Before leaving, I asked if there was anything else he needed. Hesitantly, he asked for a glass of milk. “Of course,” I said with a smile. Walking down the corridor, I began wondering to myself, how could I have forgotten the milk? For that is precisely what my dad would drink with his supper (as he called it) every night.
The next day was Friday, with a wrestling tournament on Saturday, so I would not be back until Monday evening. I left a very specific note for the weekend kitchen staff on how to take care of the husband. I wanted assurance that he would get his glass of milk with his supper. I needed to know that he would be well taken care of, so that he could help take care of his wife.
When I came back Monday night, his wife had been discharged and they had both finally gone home. While I was cleaning the room, the nurses were talking, and this bothersome, annoying and cantankerous husband had apparently become quite charming, engaging and apparently even funny.
This husband did not mean to be difficult to deal with. No, he was a good man and supportive husband that had worked hard for many years. Suddenly finding himself unable to care for his wife. Experiencing a newfound sense of powerlessness and sitting in a hospital was not at all within his comfort zone. It was not intensity I saw in his eyes, but rather stress, concern and fatigue.
Psychosocial healthcare addresses the mind, body and spirit of a patient – and their families.
Working collaboratively, the nurses, doctors and therapist were able to treat this woman’s medical needs.
Likewise, myself and other support staff – even in a non-patient care capacity – was able to help care for the husband, enabling him to be there and continue providing the emotional support for his wife.
In the months following, I realized that I wanted to go to college - something no one in my family had ever done - so that I could have greater impact in caring for others.

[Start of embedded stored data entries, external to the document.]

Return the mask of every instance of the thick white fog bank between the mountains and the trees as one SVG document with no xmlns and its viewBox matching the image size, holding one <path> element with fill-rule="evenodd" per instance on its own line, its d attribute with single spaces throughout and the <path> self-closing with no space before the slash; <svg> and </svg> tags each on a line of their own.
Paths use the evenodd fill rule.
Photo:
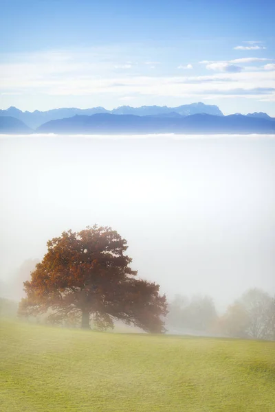
<svg viewBox="0 0 275 412">
<path fill-rule="evenodd" d="M 0 281 L 63 230 L 111 226 L 168 297 L 275 293 L 275 137 L 1 136 Z"/>
</svg>

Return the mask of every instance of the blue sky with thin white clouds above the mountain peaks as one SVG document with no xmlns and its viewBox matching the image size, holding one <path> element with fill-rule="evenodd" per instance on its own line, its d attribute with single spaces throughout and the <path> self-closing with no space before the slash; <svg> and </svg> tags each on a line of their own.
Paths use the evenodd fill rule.
<svg viewBox="0 0 275 412">
<path fill-rule="evenodd" d="M 204 102 L 275 117 L 274 1 L 0 5 L 0 108 Z"/>
</svg>

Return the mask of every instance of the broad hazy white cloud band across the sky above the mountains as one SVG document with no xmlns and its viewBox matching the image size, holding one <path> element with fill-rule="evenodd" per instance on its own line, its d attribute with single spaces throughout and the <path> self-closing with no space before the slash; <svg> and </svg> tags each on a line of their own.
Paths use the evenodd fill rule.
<svg viewBox="0 0 275 412">
<path fill-rule="evenodd" d="M 105 52 L 104 52 L 105 53 Z M 43 96 L 93 96 L 96 100 L 130 100 L 131 96 L 158 98 L 233 98 L 274 99 L 275 68 L 243 71 L 231 62 L 203 61 L 207 76 L 142 76 L 133 70 L 114 70 L 115 62 L 129 61 L 116 50 L 104 54 L 101 50 L 8 56 L 0 63 L 0 93 L 22 93 L 43 99 Z M 250 58 L 251 59 L 251 58 Z M 140 61 L 144 61 L 139 57 Z M 253 60 L 255 61 L 255 60 Z M 258 60 L 256 60 L 258 61 Z M 236 62 L 236 61 L 234 61 Z M 244 62 L 243 60 L 241 62 Z M 245 61 L 247 62 L 247 61 Z M 250 61 L 249 61 L 250 62 Z M 237 63 L 237 62 L 236 62 Z M 192 73 L 192 71 L 191 71 Z M 128 99 L 129 98 L 129 99 Z M 4 100 L 4 95 L 2 97 Z M 102 101 L 101 100 L 101 101 Z"/>
</svg>

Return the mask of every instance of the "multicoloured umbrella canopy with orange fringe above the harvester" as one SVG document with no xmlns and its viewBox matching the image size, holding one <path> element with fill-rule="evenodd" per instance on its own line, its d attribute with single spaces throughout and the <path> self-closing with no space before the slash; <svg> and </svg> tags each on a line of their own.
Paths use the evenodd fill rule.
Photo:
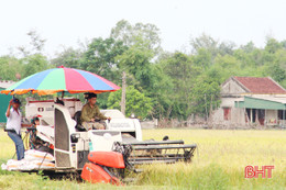
<svg viewBox="0 0 286 190">
<path fill-rule="evenodd" d="M 120 87 L 96 74 L 61 66 L 29 76 L 1 93 L 23 94 L 31 91 L 44 96 L 65 91 L 101 93 L 119 89 Z"/>
</svg>

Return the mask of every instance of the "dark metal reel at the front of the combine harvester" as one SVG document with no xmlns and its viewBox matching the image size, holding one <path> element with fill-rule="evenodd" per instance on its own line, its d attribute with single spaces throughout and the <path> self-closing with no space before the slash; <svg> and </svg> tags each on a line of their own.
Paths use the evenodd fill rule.
<svg viewBox="0 0 286 190">
<path fill-rule="evenodd" d="M 189 163 L 197 145 L 185 145 L 184 141 L 116 142 L 113 150 L 123 155 L 127 168 L 142 164 L 176 161 Z"/>
</svg>

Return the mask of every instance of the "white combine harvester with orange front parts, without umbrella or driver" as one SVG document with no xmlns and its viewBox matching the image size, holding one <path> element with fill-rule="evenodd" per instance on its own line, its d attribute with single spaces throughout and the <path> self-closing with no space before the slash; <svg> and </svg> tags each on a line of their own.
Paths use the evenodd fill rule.
<svg viewBox="0 0 286 190">
<path fill-rule="evenodd" d="M 101 110 L 112 118 L 106 122 L 107 128 L 87 132 L 78 124 L 80 100 L 63 102 L 65 105 L 54 100 L 30 100 L 25 107 L 28 116 L 41 115 L 37 128 L 53 139 L 55 168 L 44 169 L 44 174 L 82 171 L 81 178 L 87 181 L 118 185 L 124 172 L 116 175 L 112 168 L 136 171 L 136 165 L 190 161 L 194 156 L 196 145 L 185 145 L 184 141 L 142 141 L 139 120 L 127 119 L 119 110 Z M 54 128 L 54 134 L 45 128 Z"/>
</svg>

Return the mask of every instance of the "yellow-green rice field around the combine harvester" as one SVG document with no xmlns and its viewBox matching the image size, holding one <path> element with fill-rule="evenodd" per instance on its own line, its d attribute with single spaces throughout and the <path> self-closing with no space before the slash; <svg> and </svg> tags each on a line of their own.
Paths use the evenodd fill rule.
<svg viewBox="0 0 286 190">
<path fill-rule="evenodd" d="M 286 131 L 143 130 L 144 139 L 165 135 L 198 145 L 191 164 L 142 166 L 144 171 L 124 187 L 0 170 L 0 189 L 286 189 Z M 0 146 L 2 164 L 14 154 L 2 130 Z M 275 168 L 272 178 L 245 179 L 248 165 Z"/>
</svg>

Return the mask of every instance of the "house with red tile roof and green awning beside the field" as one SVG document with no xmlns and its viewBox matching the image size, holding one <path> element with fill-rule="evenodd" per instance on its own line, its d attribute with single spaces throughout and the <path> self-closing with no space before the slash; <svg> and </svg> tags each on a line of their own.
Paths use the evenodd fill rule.
<svg viewBox="0 0 286 190">
<path fill-rule="evenodd" d="M 231 77 L 211 122 L 229 127 L 286 125 L 286 90 L 270 77 Z"/>
</svg>

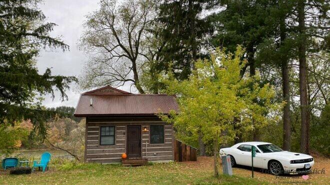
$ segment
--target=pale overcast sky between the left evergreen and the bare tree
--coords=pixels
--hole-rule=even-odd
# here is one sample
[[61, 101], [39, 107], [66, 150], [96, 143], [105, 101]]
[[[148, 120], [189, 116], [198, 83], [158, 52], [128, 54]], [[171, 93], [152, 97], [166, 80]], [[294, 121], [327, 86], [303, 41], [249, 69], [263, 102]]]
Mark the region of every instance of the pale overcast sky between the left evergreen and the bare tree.
[[[45, 50], [40, 52], [37, 59], [37, 67], [43, 73], [47, 67], [51, 67], [52, 74], [65, 76], [79, 76], [84, 63], [85, 55], [77, 49], [77, 41], [82, 33], [82, 24], [85, 15], [98, 8], [98, 0], [44, 0], [40, 3], [40, 9], [47, 17], [47, 22], [54, 22], [58, 26], [54, 28], [50, 35], [61, 36], [64, 43], [70, 46], [69, 51], [62, 52]], [[125, 87], [123, 87], [125, 90]], [[45, 96], [43, 105], [46, 107], [72, 106], [75, 107], [79, 99], [76, 85], [72, 84], [67, 91], [68, 101], [62, 102], [59, 93], [55, 93], [55, 99]]]

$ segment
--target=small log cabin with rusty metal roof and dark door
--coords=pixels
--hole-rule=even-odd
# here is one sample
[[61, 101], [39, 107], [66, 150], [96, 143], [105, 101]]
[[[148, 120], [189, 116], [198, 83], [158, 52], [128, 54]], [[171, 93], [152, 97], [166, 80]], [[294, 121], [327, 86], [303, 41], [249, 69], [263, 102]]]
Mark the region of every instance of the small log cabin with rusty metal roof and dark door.
[[128, 159], [174, 161], [172, 125], [156, 114], [178, 111], [173, 96], [131, 94], [110, 86], [82, 93], [74, 116], [85, 117], [84, 161], [118, 163]]

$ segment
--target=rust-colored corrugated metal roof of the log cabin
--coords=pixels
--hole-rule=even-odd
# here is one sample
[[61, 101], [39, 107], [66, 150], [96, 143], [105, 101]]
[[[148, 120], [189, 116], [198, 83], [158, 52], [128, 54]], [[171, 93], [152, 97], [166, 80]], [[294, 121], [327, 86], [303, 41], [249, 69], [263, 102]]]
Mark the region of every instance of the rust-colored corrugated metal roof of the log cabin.
[[102, 93], [96, 89], [81, 94], [74, 116], [154, 115], [159, 112], [168, 114], [170, 110], [178, 112], [178, 105], [174, 96], [123, 93], [125, 91], [113, 93], [111, 90], [114, 88], [107, 88], [110, 90], [108, 93], [104, 91], [104, 88], [101, 88]]

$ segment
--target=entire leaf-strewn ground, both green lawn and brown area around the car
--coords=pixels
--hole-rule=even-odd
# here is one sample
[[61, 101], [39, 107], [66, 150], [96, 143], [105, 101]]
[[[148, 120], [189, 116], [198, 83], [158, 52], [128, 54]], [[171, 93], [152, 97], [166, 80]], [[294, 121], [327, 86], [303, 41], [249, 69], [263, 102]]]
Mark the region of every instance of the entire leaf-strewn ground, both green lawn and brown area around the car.
[[[309, 174], [308, 180], [300, 176], [272, 176], [258, 172], [251, 177], [249, 168], [234, 168], [234, 176], [212, 177], [212, 158], [199, 157], [197, 162], [152, 164], [141, 167], [99, 164], [55, 164], [45, 173], [31, 175], [9, 175], [0, 171], [0, 185], [5, 184], [225, 184], [225, 185], [264, 185], [264, 184], [315, 184], [330, 182], [330, 159], [314, 157], [313, 169], [324, 169], [325, 174]], [[220, 172], [222, 167], [220, 166]]]

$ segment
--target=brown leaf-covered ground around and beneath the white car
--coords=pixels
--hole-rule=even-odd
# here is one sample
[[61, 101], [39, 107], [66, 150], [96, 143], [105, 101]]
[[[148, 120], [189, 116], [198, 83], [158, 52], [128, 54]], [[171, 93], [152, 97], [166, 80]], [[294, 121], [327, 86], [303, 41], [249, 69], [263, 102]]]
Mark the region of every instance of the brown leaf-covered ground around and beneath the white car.
[[[255, 169], [254, 178], [263, 182], [271, 184], [318, 184], [326, 185], [330, 182], [330, 159], [321, 157], [318, 155], [312, 155], [314, 157], [314, 166], [312, 172], [308, 174], [308, 179], [302, 179], [302, 175], [283, 175], [273, 176], [266, 173], [261, 173], [261, 169]], [[182, 166], [194, 170], [210, 171], [213, 170], [213, 158], [212, 157], [198, 157], [197, 162], [182, 162]], [[222, 166], [220, 164], [220, 173], [222, 173]], [[322, 171], [323, 170], [323, 171]], [[233, 168], [232, 173], [235, 176], [251, 177], [251, 168], [249, 167], [236, 167]]]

As my career led me to ever increasing leadership roles within healthcare, I find myself thinking of the husband often. He is a reminder that I need to support everyone within the facility. For no matter their role, everything that everyone does everyday is a part of patient and family care.
As leaders, we need to establish a culture that supports the physicians, nurses and allied health, without losing sight of the invaluable contributions also made by housekeeping, food service, clerical staff and so many others. Each is integral in effective operations, ensuring quality care for our shared communities.